Les appartements Airbnb connaissent eux aussi une croissance accélérée. Le nombre d’appartements à Tel-Aviv étant sur le marché de la location courtedurée ayant déjà dépassé les 10 000.

Pour pallier le problème des embouteillages toujours plus nombreux, notamment à Jérusalem, le ministère israélien du tourisme et le maire de la ville misent sur un téléphérique qui désengorgera les voies d’accès à la vieille ville, au risque de transformer la ville sainte en une sorte de « Disneyland » selon les opposants au projet qui jugent qu’un tel équipement nuit à l’identité de la ville, à de nombreux niveaux (esthétiques, écologiques, politiques, etc…).
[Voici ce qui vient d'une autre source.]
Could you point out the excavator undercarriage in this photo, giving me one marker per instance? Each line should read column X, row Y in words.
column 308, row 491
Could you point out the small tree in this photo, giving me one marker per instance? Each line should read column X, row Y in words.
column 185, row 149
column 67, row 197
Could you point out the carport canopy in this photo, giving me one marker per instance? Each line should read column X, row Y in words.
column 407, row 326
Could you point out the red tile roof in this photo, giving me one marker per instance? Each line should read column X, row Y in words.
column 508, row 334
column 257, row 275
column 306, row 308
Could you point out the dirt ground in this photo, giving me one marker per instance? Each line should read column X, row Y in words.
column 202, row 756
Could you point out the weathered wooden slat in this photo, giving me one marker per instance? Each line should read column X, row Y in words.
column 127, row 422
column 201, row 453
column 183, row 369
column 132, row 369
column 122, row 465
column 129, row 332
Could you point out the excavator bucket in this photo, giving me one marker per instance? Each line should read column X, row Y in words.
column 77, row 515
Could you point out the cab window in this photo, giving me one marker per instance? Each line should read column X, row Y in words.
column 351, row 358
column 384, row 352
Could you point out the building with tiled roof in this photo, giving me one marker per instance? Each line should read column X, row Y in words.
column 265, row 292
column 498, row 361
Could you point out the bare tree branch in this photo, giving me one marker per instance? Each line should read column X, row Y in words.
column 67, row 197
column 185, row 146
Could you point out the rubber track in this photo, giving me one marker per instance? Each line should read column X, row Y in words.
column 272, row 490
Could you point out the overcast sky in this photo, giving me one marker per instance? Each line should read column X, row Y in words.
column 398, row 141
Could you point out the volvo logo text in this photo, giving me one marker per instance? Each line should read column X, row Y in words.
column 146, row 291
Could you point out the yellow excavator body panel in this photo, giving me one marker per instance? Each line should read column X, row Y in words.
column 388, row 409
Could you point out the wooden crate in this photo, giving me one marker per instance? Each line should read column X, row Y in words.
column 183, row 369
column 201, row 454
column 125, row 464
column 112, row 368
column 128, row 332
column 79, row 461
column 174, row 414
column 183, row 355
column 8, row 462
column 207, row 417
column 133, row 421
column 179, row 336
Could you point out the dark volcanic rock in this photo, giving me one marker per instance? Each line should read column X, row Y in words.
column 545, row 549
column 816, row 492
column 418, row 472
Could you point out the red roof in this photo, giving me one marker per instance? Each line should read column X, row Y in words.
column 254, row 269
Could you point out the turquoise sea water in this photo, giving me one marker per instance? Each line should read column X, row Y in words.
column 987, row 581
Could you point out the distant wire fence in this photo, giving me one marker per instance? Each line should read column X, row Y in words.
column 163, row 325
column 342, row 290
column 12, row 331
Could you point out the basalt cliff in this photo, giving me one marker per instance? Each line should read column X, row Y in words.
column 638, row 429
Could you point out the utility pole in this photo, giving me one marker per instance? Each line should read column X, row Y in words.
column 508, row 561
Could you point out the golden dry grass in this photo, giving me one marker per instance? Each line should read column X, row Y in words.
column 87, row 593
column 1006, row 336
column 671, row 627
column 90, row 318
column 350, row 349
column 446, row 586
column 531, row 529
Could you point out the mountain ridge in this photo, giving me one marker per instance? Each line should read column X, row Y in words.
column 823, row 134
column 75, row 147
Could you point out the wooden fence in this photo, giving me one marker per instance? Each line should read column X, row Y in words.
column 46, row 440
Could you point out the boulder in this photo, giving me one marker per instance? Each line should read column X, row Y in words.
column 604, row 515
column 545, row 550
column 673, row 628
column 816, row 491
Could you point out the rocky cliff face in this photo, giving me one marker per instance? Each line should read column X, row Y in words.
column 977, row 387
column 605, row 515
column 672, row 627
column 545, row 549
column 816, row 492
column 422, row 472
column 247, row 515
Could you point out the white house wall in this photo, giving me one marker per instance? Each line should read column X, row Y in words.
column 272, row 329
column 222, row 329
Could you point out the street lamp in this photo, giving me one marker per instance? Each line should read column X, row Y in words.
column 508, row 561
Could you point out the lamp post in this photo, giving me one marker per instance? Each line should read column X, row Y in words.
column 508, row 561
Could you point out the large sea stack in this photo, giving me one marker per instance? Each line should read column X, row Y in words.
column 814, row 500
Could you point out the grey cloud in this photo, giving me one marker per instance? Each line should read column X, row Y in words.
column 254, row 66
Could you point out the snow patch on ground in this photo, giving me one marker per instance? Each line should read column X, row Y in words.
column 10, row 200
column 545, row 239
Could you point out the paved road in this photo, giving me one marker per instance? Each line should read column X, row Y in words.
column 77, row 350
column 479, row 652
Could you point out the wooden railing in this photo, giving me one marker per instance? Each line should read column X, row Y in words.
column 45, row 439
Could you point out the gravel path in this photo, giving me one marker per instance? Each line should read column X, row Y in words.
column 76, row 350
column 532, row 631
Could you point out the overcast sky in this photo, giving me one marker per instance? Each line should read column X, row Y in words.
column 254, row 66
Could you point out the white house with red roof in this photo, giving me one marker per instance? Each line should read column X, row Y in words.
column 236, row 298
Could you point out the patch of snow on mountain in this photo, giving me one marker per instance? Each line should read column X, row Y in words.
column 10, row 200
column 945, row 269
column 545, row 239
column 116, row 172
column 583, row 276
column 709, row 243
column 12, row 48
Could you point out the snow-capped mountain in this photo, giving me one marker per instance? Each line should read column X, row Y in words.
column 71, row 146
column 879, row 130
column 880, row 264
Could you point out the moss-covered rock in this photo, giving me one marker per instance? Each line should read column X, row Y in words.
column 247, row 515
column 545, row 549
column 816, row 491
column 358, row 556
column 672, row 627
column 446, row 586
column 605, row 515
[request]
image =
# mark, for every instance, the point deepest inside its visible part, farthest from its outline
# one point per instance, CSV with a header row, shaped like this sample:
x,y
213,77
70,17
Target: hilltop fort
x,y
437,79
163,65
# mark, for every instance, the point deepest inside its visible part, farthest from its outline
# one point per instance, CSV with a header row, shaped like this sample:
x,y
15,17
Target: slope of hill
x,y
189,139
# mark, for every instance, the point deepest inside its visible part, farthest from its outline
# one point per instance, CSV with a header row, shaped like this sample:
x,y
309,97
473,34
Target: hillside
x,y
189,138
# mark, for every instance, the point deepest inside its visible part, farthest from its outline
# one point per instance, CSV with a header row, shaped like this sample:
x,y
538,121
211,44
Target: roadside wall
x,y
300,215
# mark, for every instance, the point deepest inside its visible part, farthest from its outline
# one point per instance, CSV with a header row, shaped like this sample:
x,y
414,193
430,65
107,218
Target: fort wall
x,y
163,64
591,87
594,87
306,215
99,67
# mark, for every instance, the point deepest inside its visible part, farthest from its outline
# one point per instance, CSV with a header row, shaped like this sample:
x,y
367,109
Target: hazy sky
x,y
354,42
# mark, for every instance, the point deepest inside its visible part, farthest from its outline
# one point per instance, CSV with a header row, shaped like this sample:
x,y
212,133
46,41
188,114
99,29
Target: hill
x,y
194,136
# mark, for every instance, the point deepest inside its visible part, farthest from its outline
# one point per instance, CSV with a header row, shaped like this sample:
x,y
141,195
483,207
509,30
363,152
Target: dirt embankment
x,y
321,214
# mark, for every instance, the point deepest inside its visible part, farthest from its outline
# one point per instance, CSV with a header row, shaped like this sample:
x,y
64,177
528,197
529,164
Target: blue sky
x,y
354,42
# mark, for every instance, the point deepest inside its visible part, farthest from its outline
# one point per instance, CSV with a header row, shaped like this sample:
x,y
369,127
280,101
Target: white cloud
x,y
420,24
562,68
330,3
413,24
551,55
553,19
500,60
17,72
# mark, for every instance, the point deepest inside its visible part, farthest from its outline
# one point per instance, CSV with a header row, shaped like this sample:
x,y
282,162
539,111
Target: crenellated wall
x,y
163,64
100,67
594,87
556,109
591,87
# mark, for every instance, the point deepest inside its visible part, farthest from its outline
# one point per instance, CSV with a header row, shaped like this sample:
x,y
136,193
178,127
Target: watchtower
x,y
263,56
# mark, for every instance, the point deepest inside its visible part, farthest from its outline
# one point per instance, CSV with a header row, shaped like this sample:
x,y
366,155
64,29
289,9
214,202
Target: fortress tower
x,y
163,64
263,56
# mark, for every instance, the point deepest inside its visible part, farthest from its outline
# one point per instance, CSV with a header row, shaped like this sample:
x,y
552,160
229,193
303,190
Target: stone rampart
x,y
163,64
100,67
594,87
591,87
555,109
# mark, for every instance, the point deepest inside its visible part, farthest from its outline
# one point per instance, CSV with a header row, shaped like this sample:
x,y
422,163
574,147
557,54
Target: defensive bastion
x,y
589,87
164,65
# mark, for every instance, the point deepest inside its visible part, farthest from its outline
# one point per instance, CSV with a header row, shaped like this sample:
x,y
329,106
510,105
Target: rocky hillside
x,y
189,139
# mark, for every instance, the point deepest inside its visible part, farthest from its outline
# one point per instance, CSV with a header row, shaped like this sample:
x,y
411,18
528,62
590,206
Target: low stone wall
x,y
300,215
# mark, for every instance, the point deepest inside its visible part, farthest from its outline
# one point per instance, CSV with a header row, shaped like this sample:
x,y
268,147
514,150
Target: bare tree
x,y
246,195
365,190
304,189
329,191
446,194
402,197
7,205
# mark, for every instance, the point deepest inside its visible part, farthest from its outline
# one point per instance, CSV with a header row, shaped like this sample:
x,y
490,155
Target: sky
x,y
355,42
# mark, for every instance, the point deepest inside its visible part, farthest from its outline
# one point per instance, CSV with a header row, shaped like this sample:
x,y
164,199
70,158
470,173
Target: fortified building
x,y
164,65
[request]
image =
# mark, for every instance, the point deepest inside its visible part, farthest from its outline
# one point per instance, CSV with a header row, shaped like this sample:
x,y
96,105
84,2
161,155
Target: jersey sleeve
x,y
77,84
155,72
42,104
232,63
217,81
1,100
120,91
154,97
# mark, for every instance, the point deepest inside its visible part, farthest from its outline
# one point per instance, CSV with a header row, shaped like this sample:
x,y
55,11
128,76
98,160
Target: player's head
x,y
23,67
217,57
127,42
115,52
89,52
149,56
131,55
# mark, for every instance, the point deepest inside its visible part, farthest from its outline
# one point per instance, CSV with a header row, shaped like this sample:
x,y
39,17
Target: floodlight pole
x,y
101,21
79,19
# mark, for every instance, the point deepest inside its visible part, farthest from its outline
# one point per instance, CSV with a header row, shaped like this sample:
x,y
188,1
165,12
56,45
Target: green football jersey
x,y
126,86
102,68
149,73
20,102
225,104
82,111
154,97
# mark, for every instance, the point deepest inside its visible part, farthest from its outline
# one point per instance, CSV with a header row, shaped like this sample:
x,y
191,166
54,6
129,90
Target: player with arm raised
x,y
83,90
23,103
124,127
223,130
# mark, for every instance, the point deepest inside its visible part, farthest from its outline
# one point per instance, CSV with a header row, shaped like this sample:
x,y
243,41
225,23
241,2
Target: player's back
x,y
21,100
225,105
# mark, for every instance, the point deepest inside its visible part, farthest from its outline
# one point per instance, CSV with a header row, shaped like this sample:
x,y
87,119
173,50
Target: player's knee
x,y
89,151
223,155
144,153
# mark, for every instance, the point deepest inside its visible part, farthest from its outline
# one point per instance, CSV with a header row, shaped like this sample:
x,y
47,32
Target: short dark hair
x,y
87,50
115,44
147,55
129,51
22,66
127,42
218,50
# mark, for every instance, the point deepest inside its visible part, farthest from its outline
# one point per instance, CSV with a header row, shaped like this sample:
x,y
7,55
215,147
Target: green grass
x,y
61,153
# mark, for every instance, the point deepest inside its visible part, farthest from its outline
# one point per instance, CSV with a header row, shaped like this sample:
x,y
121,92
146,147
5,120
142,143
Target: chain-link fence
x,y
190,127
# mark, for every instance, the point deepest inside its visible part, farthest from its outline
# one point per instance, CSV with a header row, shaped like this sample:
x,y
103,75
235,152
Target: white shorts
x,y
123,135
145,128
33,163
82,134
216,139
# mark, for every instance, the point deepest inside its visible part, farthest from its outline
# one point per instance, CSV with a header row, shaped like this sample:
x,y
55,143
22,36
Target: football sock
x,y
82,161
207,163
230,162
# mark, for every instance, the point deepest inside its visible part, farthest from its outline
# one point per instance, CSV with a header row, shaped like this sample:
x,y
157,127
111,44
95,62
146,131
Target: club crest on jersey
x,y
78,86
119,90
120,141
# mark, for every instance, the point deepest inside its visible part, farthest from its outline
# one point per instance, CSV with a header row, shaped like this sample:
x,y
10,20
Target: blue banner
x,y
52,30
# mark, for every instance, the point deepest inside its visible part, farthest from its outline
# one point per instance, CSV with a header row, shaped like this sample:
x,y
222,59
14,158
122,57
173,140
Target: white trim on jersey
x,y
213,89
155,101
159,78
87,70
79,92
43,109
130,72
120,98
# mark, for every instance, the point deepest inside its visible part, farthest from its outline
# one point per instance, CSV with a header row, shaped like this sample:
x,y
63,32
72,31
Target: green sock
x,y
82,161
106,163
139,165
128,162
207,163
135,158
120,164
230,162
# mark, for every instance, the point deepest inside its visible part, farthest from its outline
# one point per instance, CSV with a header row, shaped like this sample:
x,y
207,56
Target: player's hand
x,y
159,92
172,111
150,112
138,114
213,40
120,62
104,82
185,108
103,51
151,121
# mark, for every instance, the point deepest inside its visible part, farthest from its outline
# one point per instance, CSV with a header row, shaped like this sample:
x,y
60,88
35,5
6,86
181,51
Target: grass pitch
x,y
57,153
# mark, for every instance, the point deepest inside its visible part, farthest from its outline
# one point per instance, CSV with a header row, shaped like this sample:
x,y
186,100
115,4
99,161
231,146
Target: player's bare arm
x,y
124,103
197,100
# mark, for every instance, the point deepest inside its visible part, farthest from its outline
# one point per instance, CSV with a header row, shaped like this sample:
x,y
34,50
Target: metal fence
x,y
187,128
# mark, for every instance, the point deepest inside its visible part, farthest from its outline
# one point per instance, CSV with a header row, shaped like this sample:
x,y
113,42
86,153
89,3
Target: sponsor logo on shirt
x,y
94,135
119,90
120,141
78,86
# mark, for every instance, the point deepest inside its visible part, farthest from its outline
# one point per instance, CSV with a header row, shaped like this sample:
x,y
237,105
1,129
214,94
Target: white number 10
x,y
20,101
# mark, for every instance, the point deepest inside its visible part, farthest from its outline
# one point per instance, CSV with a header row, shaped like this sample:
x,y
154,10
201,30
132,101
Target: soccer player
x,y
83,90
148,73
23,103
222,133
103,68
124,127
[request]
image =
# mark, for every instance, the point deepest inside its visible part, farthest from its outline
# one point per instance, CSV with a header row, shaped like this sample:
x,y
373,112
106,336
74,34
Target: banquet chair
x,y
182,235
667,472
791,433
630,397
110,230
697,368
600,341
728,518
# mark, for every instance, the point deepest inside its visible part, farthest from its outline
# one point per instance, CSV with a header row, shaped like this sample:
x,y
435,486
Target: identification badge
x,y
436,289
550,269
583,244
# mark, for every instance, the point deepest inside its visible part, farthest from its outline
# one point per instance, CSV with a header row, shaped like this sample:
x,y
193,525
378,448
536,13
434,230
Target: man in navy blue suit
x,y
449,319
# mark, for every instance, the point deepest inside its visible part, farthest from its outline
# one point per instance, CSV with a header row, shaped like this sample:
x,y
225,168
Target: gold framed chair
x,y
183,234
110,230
Chypre et la Jordanie n’ont pas à rougir

Des deux autres côtés de la Terre Sainte (selon la juridiction du Patriarcat latin), comparés aux résultats israéliens et palestiniens, ceux de la Jordanie et de Chypre sont aussi bons voire meilleurs. Pour ce qui est de la Jordanie (qui mise sur le tourisme religieux), le ministre du Tourisme et des Antiquités, Majd Shweikeh, a déclaré qu’un total de 4 535 496 visiteurs étaient entrés dans le pays cette année, soit une augmentation de 7,6% par rapport à 2018.

Et Chypre, qui a une population de 1,2 millions d’habitants, a vu au cours des 11 premiers mois de 2019, que le nombre de touristes augmentait de 0,9% pour atteindre 3 866 447. Les chiffres pour l’année 2019 complète ne sont pas encore donnés mais les prévisions suggéraient à la mi-décembre que l’île d’Aphrodite pourrait franchir la barre des 4 millions de touristes.